Defense Strategy Against Cyber Attacks on Substations Considering Attack Resource Uncertainty

With the rapid integration of communication and information technology into substations, the risk of cyber attacks has significantly increased. Attackers may infiltrate sub-station networks, manipulate switches, and disrupt power lines, potentially causing severe damage to the power system. To minimize such risks, this paper proposes a three-layer defender-attacker-defender (DAD) model for optimally allocating limited defensive resources to substations.

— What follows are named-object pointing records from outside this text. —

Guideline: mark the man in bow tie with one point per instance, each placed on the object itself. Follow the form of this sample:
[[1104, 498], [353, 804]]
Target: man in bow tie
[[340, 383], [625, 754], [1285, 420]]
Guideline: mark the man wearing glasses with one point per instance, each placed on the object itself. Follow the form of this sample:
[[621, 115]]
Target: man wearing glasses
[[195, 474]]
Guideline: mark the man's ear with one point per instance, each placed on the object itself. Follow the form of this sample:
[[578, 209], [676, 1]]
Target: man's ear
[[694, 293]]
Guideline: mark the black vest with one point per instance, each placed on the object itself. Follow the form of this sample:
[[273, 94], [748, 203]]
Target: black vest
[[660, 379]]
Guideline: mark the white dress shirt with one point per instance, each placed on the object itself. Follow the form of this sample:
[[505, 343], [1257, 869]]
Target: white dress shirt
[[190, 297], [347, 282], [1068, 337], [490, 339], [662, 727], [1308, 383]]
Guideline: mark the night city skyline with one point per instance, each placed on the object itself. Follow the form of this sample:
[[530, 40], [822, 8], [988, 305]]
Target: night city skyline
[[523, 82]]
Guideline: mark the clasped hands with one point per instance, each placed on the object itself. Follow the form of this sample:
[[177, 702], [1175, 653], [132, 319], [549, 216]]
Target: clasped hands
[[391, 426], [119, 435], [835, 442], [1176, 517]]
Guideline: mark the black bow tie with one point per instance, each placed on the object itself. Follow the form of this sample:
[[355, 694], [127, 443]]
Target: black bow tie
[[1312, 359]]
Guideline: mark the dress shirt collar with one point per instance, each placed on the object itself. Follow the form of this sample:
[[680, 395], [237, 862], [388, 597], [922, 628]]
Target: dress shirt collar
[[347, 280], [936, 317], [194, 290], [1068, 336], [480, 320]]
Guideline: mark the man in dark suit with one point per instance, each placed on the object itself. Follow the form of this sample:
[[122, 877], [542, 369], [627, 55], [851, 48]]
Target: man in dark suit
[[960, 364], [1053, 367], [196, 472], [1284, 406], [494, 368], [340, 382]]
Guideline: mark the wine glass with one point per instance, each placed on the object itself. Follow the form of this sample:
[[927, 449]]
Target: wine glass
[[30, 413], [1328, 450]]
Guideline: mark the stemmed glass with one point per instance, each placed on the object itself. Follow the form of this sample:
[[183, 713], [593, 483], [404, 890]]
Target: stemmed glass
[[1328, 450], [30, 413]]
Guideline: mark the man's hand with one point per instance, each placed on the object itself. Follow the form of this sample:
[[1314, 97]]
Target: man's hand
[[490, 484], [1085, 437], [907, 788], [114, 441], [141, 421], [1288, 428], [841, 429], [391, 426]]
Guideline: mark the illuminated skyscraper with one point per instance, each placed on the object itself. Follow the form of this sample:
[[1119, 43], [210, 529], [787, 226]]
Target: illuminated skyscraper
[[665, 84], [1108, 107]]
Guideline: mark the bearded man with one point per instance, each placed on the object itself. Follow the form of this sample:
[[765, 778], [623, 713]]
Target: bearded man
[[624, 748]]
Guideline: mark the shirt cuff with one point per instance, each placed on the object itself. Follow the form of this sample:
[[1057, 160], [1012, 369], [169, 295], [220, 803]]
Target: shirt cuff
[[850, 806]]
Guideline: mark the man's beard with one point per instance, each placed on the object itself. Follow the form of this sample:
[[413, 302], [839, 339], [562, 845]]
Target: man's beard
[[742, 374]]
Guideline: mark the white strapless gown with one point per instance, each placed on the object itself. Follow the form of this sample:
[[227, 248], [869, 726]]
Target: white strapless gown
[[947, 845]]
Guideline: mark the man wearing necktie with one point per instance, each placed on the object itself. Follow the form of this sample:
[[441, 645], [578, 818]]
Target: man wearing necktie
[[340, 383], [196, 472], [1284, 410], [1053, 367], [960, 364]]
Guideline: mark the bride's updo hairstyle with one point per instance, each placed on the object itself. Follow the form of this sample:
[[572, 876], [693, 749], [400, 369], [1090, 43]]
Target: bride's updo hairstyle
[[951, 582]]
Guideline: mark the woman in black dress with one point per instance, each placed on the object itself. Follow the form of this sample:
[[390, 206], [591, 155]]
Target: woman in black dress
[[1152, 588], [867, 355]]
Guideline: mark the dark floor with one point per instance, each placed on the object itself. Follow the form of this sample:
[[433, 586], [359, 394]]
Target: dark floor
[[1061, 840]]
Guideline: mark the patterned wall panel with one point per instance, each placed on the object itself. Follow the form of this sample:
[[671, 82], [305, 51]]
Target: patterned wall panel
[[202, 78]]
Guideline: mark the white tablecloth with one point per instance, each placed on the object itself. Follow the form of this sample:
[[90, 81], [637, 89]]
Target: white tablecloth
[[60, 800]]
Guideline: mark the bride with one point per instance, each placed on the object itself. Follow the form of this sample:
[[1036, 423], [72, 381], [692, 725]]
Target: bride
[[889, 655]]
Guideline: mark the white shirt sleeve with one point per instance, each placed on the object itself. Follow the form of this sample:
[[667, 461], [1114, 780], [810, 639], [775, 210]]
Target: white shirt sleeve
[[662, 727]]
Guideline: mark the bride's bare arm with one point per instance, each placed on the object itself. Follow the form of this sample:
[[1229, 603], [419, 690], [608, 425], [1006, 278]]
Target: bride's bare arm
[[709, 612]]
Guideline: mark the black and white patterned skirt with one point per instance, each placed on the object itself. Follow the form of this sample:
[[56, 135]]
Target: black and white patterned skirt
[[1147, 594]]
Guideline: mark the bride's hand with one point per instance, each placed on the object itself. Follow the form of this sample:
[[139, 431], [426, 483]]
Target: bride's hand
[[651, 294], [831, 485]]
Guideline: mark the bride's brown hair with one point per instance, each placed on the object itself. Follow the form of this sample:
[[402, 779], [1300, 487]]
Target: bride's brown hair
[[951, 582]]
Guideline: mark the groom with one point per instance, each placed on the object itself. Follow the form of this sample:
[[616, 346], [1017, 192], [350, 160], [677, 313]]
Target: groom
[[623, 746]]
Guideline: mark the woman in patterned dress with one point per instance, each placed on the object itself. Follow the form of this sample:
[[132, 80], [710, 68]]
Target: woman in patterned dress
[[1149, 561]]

To model the uncertainty surrounding the knowledge of defender of potential attacks in real-world scenarios, we employ a fuzzy analytic hierarchy process combined with the decision-making trial and evaluation laboratory (FAHP-DEMATEL). This method accounts for the attack resource uncertainty by utilizing intelligence data on factors potentially influenced by attackers, which serves as an evaluation metric to simulate the likelihood of various attack scenarios. These uncertainty probabilities are then incorporated into the substation DAD model consisting three layers of agents: the decision-maker., the attacker, and the operator. The decision-maker devises a defense strategy before the attack, while the attacker aims to identify the strategy that causes the maximum load loss. Meanwhile, the operator seeks to minimize the load loss through optimal power flow scheduling. To solve the model, the original problem is transformed into a two-layer subproblem and a single-layer master problem, which are solved iteratively using a column-and-constraint generation algorithm. Case studies conducted on the IEEE RTS-96 system and the IEEE 118-node system demonstrate the effectiveness and practicality of the proposed model. Comparative experiments further highlight the advantages of the proposed model.